Mr. Lachky: I think you're just going to see a different primary sponsor doing their spin on what an official product of a category would look like. ...I think the landscape will be changed to the degree that A-B intends to activate the sponsorship on a much more aggressive level locally.
Ad Age: Live network TV -- particularly sports -- has been doing well in the upfronts lately. How do you think the sports-marketing landscape will change with live TV doing so well?
Mr. Lachky: I think it's why Revolution, and a lot of companies like it, are in the sweet spot of marketing: because everybody is immersed in some form of sports or lifestyle activity. I think sports marketing as a term is limited -- it's more like lifestyle marketing. ... Everything that's going on in the sports world has become more of a lifestyle, and so to me any kind of an increase in the upfront on live sports really is a continuation of what has always been there -- one of the strongest buys for an active consumer category. People want live, prime sports. It's entertaining, it's competitive, it's immediate and it's real. ... The various wide range of sports and the various opportunities for activation is a positive trend for anybody with an expertise in the sports marketing/lifestyle marketing industry.
Ad Age: How do you think it affects media spending?
Mr. Lachky: The problem with media spending right now is that people are very much afraid to do any investment marketing because the economy is so uncertain. There's a lot of nervousness, and entire categories have disappeared. ... Entire financial institutions that used to invest in golf tournaments are gone. So I think you'll see more and more people migrating slowly away from pure reliance on traditional media and getting more into events, more into social -- and doing it in an intelligent way. If you can measure it, it's got a chance of taking dollars from traditional media. But it's not either/or -- nobody's going to walk away from traditional media for a mass-marketed product. ... But you're going to start to see more and more spending going into media that are more immediate and can sell consumers one-on-one: Event marketing/sports marketing is very much a one-on-one experience.
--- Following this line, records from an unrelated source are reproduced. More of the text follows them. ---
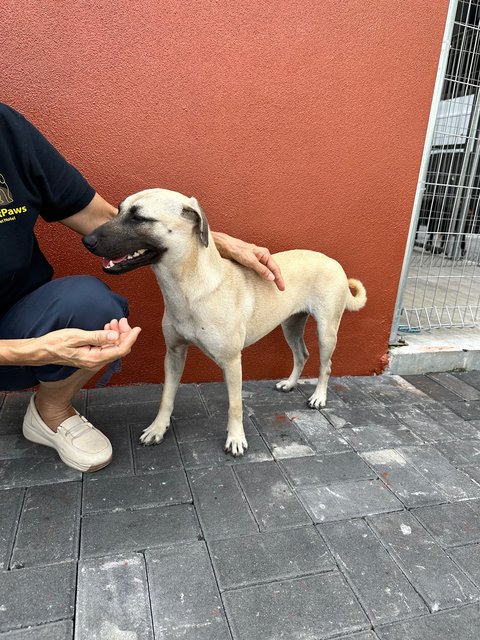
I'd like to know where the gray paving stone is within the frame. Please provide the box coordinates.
[81,504,200,557]
[297,480,403,523]
[223,572,370,640]
[425,403,480,440]
[208,526,336,591]
[178,436,272,469]
[339,631,378,640]
[279,451,377,487]
[287,409,352,457]
[367,511,480,612]
[248,408,316,460]
[362,449,448,508]
[377,605,480,640]
[462,465,480,484]
[88,424,133,478]
[352,375,430,405]
[452,370,480,391]
[83,470,192,513]
[447,400,480,420]
[146,542,231,640]
[235,462,311,531]
[0,457,82,489]
[87,384,163,407]
[188,467,258,539]
[0,620,73,640]
[174,415,258,442]
[413,500,480,547]
[322,404,398,429]
[0,562,76,631]
[75,554,153,640]
[10,482,81,568]
[448,544,480,587]
[435,440,480,467]
[428,373,480,400]
[398,445,480,500]
[341,423,422,451]
[87,401,160,431]
[132,425,183,474]
[327,377,379,407]
[0,489,24,570]
[318,520,428,625]
[403,375,460,403]
[390,405,458,442]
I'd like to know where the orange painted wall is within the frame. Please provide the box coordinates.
[1,0,448,384]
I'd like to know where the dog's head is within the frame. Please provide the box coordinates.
[83,189,208,274]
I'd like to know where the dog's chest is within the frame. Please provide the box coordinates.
[167,305,225,357]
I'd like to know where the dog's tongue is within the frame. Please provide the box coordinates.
[102,256,127,267]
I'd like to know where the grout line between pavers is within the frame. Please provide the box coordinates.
[6,487,29,571]
[137,550,156,640]
[203,538,233,640]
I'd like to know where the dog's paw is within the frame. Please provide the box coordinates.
[138,425,170,445]
[275,380,296,393]
[308,393,327,409]
[225,436,248,458]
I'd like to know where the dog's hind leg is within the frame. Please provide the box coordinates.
[275,313,308,391]
[140,343,188,444]
[308,314,341,409]
[222,354,248,457]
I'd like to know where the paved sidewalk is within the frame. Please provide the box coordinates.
[0,371,480,640]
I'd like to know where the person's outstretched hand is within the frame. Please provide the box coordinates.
[212,231,285,291]
[32,318,141,370]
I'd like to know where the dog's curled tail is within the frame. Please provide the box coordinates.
[346,278,367,311]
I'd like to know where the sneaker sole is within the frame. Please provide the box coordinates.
[23,425,112,473]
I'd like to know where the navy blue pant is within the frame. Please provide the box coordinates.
[0,276,128,391]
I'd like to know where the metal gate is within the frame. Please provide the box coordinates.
[390,0,480,343]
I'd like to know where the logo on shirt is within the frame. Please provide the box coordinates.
[0,173,13,204]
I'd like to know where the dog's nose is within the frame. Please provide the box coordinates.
[82,233,98,251]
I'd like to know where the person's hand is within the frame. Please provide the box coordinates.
[212,231,285,291]
[35,318,141,371]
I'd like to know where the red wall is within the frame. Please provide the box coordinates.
[1,0,448,384]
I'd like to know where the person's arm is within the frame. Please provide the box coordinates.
[211,231,285,291]
[60,193,117,236]
[0,318,140,370]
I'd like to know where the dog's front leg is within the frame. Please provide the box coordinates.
[140,343,188,444]
[222,354,248,456]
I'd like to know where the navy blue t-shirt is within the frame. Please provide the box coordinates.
[0,103,95,315]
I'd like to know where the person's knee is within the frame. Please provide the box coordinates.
[52,276,128,331]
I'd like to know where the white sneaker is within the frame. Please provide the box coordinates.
[23,395,112,471]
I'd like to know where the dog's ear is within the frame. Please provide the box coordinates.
[182,198,208,247]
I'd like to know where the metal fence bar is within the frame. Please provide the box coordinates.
[390,0,459,343]
[390,0,480,343]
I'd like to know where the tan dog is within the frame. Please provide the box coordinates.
[84,189,367,456]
Ad Age: You're consulting on Tony Ponturo's play "Lombardi," and the NFL is involved. What will the NFL do for the "Lombardi" play?
Mr. Lachky: They're a marketing partner. They've been in meetings with us and approving the way we're going with certain things, the way we're depicting some of the archival shots in some of the promotional materials to some of the staging. Everything's not finalized. We're just getting out of our summer run, and we don't go to Broadway till October, but the NFL shield will be the seal of approval on some of the marketing. That to me is like an endorsement from the greatest professional sports leagues I can think of. ... The platform the NFL provides is perfect.
Ad Age: What are you plans for the future?
Mr. Lachky: My goal is to stay with clients for a long period of time. I know there are going to be ebbs and flows, so I continue to look for things that are exciting that won't pose a conflict with existing clients. I want the experiences I get from one client be transferable to another. I also want to do work for personal reasons. I'm working a few with not-for-profits: The St. Louis Symphony Orchestra, St. Vincent de Paul Society and Beyond Housing -- all St. Louis based. I'll certainly add to my client list as I can, but I won't jeopardize the current business I have. I want to have a long-term relationship with everyone I work with.